In the end the job looks very well done and the mast is repaired for a relatively low cost. Better than shelling out the bucks for a new one! Don't forget to put the black bands in the right spot!!

Friday, September 03, 2010

Oh, that's hot.

Brie with a heat gun... Definately hot.

...What?! Heat guns are hot!

You mean all this time....!?

... the reason my backstay has been so bunged up and hard to use is because this one nut and bolt needed to get flipped? Now when the control line has tension on it it's not dragging over a sharp edged bolt and nut?!
I love it when the performance improvement don't cost a dime.

What's not to love about Svendsen's

You can vertually show up unannounced in the spring right before racing season, leave your boat ready to be pulled, and they do seem to drop everything for us folkboaters.
They have "Cherrybomb" soap in the bathroom and do a fine bottom prep and paint. I like to give myself two weeks in the yard so I get three full weekends before the season starts just in case something bad is discovered and needs attention. But, once that drama is averted, I like hanging out in the boat yard "working" on stuff, catching up with Roger Rapp, Soren, Timmy the lift op, Anna in the office, the various familure faces in the hood, Sean, and of course Svend. Seems every spring toward the end of March a bunch of us show up and do our annual maintenence. We should make it more official and start having "Haul out parties" in the yard.

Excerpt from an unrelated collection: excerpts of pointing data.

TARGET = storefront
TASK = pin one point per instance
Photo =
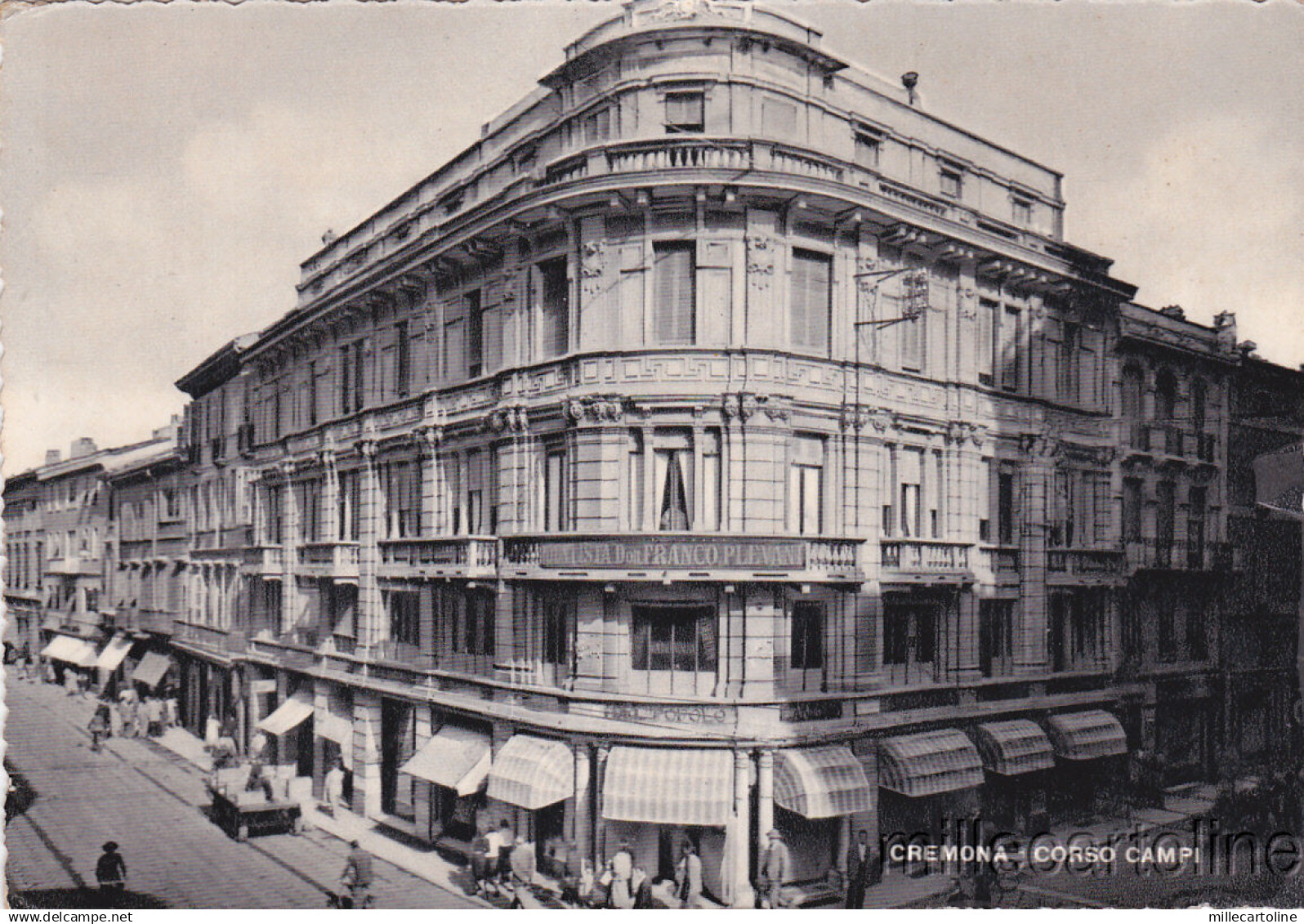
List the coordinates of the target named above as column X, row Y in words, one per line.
column 926, row 779
column 454, row 764
column 654, row 799
column 1017, row 757
column 818, row 792
column 534, row 777
column 1089, row 750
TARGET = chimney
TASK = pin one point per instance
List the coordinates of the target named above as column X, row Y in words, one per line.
column 83, row 446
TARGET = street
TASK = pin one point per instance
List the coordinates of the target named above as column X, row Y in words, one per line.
column 65, row 801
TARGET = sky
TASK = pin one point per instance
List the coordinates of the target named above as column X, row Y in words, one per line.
column 166, row 167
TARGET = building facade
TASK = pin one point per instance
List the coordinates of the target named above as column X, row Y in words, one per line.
column 721, row 444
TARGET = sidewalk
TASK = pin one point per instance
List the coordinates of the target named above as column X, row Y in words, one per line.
column 346, row 825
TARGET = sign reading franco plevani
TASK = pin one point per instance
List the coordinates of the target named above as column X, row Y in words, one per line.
column 674, row 553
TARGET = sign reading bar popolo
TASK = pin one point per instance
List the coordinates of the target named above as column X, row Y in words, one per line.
column 664, row 551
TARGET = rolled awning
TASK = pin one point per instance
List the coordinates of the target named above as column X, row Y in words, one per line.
column 70, row 650
column 929, row 762
column 532, row 772
column 1087, row 735
column 151, row 669
column 1013, row 747
column 114, row 654
column 454, row 757
column 288, row 714
column 681, row 786
column 820, row 782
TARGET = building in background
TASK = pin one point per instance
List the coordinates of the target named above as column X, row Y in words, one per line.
column 720, row 444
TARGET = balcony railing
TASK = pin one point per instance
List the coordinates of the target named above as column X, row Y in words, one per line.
column 328, row 560
column 907, row 556
column 1179, row 556
column 440, row 556
column 659, row 556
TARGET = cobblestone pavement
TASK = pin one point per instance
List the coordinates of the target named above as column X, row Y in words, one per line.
column 67, row 801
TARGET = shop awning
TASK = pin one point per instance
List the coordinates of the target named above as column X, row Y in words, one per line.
column 532, row 772
column 1087, row 735
column 929, row 762
column 820, row 782
column 681, row 786
column 114, row 654
column 1013, row 747
column 70, row 650
column 288, row 714
column 151, row 669
column 454, row 757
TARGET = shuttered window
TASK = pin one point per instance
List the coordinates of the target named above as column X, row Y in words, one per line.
column 811, row 300
column 674, row 302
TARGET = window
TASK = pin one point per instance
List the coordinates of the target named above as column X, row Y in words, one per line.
column 555, row 308
column 402, row 360
column 351, row 378
column 951, row 180
column 556, row 497
column 868, row 150
column 1132, row 501
column 806, row 648
column 406, row 617
column 806, row 486
column 674, row 293
column 995, row 636
column 347, row 505
column 400, row 484
column 685, row 112
column 673, row 637
column 811, row 301
column 475, row 334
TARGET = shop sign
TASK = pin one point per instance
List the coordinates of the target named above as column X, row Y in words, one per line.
column 674, row 553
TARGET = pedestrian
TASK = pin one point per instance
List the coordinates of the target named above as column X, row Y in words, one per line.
column 111, row 869
column 687, row 877
column 858, row 869
column 623, row 876
column 358, row 875
column 775, row 869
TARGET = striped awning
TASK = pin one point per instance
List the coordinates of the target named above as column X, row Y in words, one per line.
column 114, row 654
column 288, row 714
column 70, row 650
column 929, row 762
column 532, row 772
column 454, row 757
column 151, row 669
column 1087, row 735
column 820, row 782
column 1017, row 746
column 674, row 786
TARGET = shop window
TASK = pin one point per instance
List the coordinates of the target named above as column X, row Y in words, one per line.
column 673, row 637
column 995, row 636
column 806, row 486
column 806, row 648
column 685, row 112
column 811, row 301
column 555, row 308
column 406, row 617
column 674, row 293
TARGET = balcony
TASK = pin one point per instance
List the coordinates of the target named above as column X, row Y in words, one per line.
column 328, row 560
column 1084, row 563
column 1177, row 556
column 658, row 556
column 918, row 560
column 440, row 556
column 265, row 560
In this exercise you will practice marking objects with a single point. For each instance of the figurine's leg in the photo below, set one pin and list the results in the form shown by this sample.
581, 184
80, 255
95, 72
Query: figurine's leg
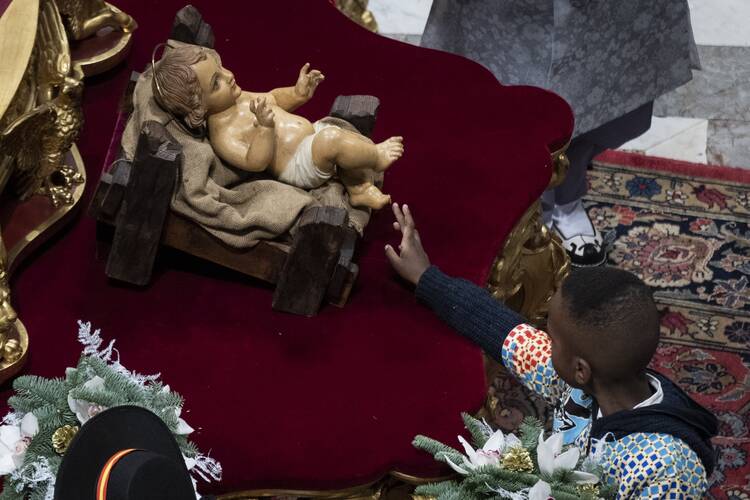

Wednesday, September 01, 2010

Does it really matter?

This last spring I was in such a hurry I forgot my measuring tape and I needed to get all my hardware off so Soren could do a little mast repair for me, it was cold, a storm was coming in and I kept thinking... Does it really matter if I don't put these things exactly back where I found them? Black bands yes, those matter, but hardware? Really? Why? So I did the next best thing I could think of... I took pictures of how far things were apart from each other relative to a constant point I knew wouldn't be affected by the mast work. I'm just going to go out a re-tune anyway. Ok, so I might be off by a milimeter here and there, whatever.

Have you ever had that moment...

...when you realize you completely forgot which one was the port shroud and which one was the starboard? I've made all kinds of dumb mistakes over the years and a few of those mistakes more than once, but taking all the rigging and hardware off has become a little more routine. This last spring I needed Søren Hansen to scarf out a section of mast where i kept breaking goose neck tracks. After three breaks and several broken off screws in the mast I thought I'd just deal with it once and for all and put some new wood in there design a bullet proof goose neck track, slap it in there and be done with this. I love how easy it is to take all this stuff off... A screwdriver and two wrenches is really all you need. Maybe a hammer and plyers too.

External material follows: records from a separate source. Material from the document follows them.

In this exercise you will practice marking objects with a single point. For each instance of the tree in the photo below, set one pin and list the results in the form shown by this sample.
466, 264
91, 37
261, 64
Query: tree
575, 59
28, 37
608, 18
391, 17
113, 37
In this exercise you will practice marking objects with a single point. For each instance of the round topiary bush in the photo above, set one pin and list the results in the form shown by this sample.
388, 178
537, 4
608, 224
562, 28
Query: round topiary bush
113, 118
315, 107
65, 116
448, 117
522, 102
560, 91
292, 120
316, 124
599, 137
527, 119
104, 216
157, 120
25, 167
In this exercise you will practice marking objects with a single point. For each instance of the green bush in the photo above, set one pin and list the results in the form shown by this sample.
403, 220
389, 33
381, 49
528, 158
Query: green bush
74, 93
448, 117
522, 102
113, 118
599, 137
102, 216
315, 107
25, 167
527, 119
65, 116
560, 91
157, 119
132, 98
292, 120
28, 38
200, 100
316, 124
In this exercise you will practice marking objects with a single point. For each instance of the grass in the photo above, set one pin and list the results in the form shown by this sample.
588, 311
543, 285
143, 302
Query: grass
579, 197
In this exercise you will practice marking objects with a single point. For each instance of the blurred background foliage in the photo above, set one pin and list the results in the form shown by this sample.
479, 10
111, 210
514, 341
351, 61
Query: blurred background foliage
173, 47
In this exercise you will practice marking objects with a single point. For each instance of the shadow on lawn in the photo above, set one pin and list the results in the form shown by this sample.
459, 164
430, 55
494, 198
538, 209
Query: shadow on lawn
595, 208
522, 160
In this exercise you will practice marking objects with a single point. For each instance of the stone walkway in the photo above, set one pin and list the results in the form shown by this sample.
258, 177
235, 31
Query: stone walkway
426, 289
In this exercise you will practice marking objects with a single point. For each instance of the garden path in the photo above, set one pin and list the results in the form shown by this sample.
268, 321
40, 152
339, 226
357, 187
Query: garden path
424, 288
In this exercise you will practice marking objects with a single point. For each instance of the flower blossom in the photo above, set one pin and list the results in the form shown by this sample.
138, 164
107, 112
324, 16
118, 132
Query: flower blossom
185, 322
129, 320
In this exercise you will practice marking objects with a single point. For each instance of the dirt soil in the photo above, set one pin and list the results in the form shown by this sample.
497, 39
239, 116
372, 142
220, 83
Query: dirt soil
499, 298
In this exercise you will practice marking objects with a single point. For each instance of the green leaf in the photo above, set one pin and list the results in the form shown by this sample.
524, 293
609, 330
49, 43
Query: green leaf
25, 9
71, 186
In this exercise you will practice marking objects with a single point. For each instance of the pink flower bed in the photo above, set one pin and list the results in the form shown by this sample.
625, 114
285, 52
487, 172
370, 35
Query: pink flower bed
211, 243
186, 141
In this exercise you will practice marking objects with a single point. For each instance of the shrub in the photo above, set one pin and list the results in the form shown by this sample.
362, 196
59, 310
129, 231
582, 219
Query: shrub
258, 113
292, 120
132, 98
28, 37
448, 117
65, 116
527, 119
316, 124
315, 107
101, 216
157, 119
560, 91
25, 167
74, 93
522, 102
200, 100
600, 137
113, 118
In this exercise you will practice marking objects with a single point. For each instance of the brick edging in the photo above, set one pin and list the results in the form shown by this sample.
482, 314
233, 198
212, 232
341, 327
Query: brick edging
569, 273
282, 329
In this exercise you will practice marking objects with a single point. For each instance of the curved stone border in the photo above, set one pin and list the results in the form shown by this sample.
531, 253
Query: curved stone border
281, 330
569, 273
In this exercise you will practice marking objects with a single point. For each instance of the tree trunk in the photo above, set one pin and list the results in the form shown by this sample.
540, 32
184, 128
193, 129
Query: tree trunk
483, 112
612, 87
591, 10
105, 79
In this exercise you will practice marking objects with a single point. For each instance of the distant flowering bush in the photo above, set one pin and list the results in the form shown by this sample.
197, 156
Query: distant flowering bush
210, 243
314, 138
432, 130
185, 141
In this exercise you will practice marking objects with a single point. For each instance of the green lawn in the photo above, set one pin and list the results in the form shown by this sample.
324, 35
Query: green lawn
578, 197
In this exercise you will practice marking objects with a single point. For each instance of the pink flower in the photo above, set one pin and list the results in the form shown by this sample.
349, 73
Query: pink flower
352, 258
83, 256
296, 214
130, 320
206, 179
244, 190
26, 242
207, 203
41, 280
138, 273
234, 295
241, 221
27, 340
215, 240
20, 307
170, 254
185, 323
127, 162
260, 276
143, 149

Søren Hansen Scarffed my Mast 1

It's a real joy to watch Søren Hansen work. He makes it look so easy. He'll just start chopping into your mast without hessitation. Seemingly not measuring anything and bam! It's done. I'm not sure there is anything more entertaining than a six pack on a Friday afternoon and talking world events with Søren. If you get a chance give it a try.

Søren Hansen Scarffed my Mast 2

It's nice to have a space in the "Tiki hut" to epoxy seal, prime and paint the mast out of the rain. The deal with Søren is he does all the rough cuts, I do all the finishing sanding. Works for me.